Mathematical Geophysics Science Update

Advancing AI for Earth Science: A Data Systems Perspective

Tackling data challenges and incorporating physics into machine learning models will help unlock the potential of artificial intelligence to answer Earth science questions.

By Manil Maskey, , Kevin J. Murphy, and Rahul Ramachandran

The Earth sciences present uniquely challenging problems, from detecting and predicting changes in Earth’s ecosystems in response to climate change to understanding interactions among the ocean, atmosphere, and land in the climate system. Helping address these problems, however, is a wealth of data sets—containing atmospheric, environmental, oceanographic, and other information—that are mostly open and publicly available. This fortuitous combination of pressing challenges and plentiful data is leading to the increased use of data-driven approaches, including machine learning (ML) models, to solve Earth science problems.

Data figure showing yearly number of Earth science papers from major publishers that discuss or use supervised machine learning
Fig. 1. The yearly number of Earth science papers from major publishers that discuss or use supervised machine learning. AMS = American Meteorological Society, IEEE = Institute of Electrical and Electronics Engineers, SPIE = International Society for Optics and Photonics. Credit: Katrina Virts and Rahul Ramachandran

Machine learning, a type of artificial intelligence (AI) in which computers learn from data, has been applied in many domains of Earth science (Figure 1). Such applications include land cover and land use classification [Jin et al., 2019], precipitation and soil moisture estimation [Kolassa et al., 2018], cloud process representations in climate models [Rasp et al., 2018], crop type detection and crop yield prediction [Wang et al., 2019], estimations of water, carbon, and energy fluxes between the land and atmosphere [Alemohammad et al., 2017], spatial downscaling of satellite observations, ocean turbulence modeling [Sinha, 2019], and tropical cyclone intensity estimation [Pradhan et al., 2018], among others [Zhu et al., 2017].

Machine learning uses a bottom-up approach in which algorithms learn relationships between input data and output results as part of the model-building effort, so it is not always easy to interpret the outputs of the resulting models. However, ML can discover patterns and trends buried within vast volumes of data that are not apparent to human analysts.

In traditional Earth science modeling, researchers use a top-down approach based on our understanding of the physical world and the laws that govern it. This approach allows us to interpret model outputs, yet it can be limited by the sheer amount of computing power required to solve large problems and by the difficulty of finding patterns where we don’t expect them.

Recent efforts by Earth scientists have focused on integrating the best aspects of physics-based modeling and machine learning, incorporating physical laws into ML model architectures to help build models that are easier to interpret.

Complex Problems and Complex Models

Advances in ML and in its applications to Earth science problems have enabled us to tackle complex challenges [Karpatne et al., 2019]. Machine learning techniques learn relationships among physical parameters from both input and output data, in contrast to traditional or physical modeling methods in which modelers explicitly account for those relationships when they set up a model.

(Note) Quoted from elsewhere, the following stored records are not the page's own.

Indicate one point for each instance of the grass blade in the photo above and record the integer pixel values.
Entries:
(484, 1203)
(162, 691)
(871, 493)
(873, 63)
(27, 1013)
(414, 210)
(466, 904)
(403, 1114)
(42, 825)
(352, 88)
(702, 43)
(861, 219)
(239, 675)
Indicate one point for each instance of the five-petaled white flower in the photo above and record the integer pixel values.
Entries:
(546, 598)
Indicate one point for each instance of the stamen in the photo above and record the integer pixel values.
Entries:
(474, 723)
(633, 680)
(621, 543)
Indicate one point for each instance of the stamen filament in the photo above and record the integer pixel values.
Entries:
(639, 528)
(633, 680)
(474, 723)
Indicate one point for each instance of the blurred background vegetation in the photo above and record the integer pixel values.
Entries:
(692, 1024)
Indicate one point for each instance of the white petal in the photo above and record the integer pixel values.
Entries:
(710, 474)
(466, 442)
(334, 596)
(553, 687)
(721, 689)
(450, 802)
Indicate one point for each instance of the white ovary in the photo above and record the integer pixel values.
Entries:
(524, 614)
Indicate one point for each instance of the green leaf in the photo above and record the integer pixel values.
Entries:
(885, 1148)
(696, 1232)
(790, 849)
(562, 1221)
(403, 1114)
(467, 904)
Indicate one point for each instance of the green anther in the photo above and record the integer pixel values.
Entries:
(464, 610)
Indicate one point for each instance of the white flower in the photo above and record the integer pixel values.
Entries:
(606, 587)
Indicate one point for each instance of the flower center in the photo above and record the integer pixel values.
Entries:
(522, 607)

Machine learning can involve either supervised or unsupervised learning. Supervised learning techniques, which are especially useful in the Earth sciences, “train” ML algorithms using labeled data sets, which contain sample data that have been tagged with a target parameter. The algorithm can use an answer key to evaluate its accuracy in interpreting the training data. In unsupervised approaches, users feed unlabeled data to the algorithm, which tries to make sense of the data by extracting patterns on its own.

After training supervised ML models (i.e., estimating model parameters), applying the models to new data is fast and cheap. Speed and economy offer a distinct advantage over many physical models in Earth science, which must be inversely solved (causes are calculated from observed effects) and require significant time and computational resources for each application.

Numerical Models, Real-World Constraints

Interpreting ML model outputs and assessing why a model produces a specific output from a set of inputs can be difficult. However, the latest research shows that ML models can be combined with physical constraints to bridge the gap between data-driven methods and physical modeling and to increase the interpretability of ML models [Reichstein et al., 2019; Brenowitz and Bretherton, 2018].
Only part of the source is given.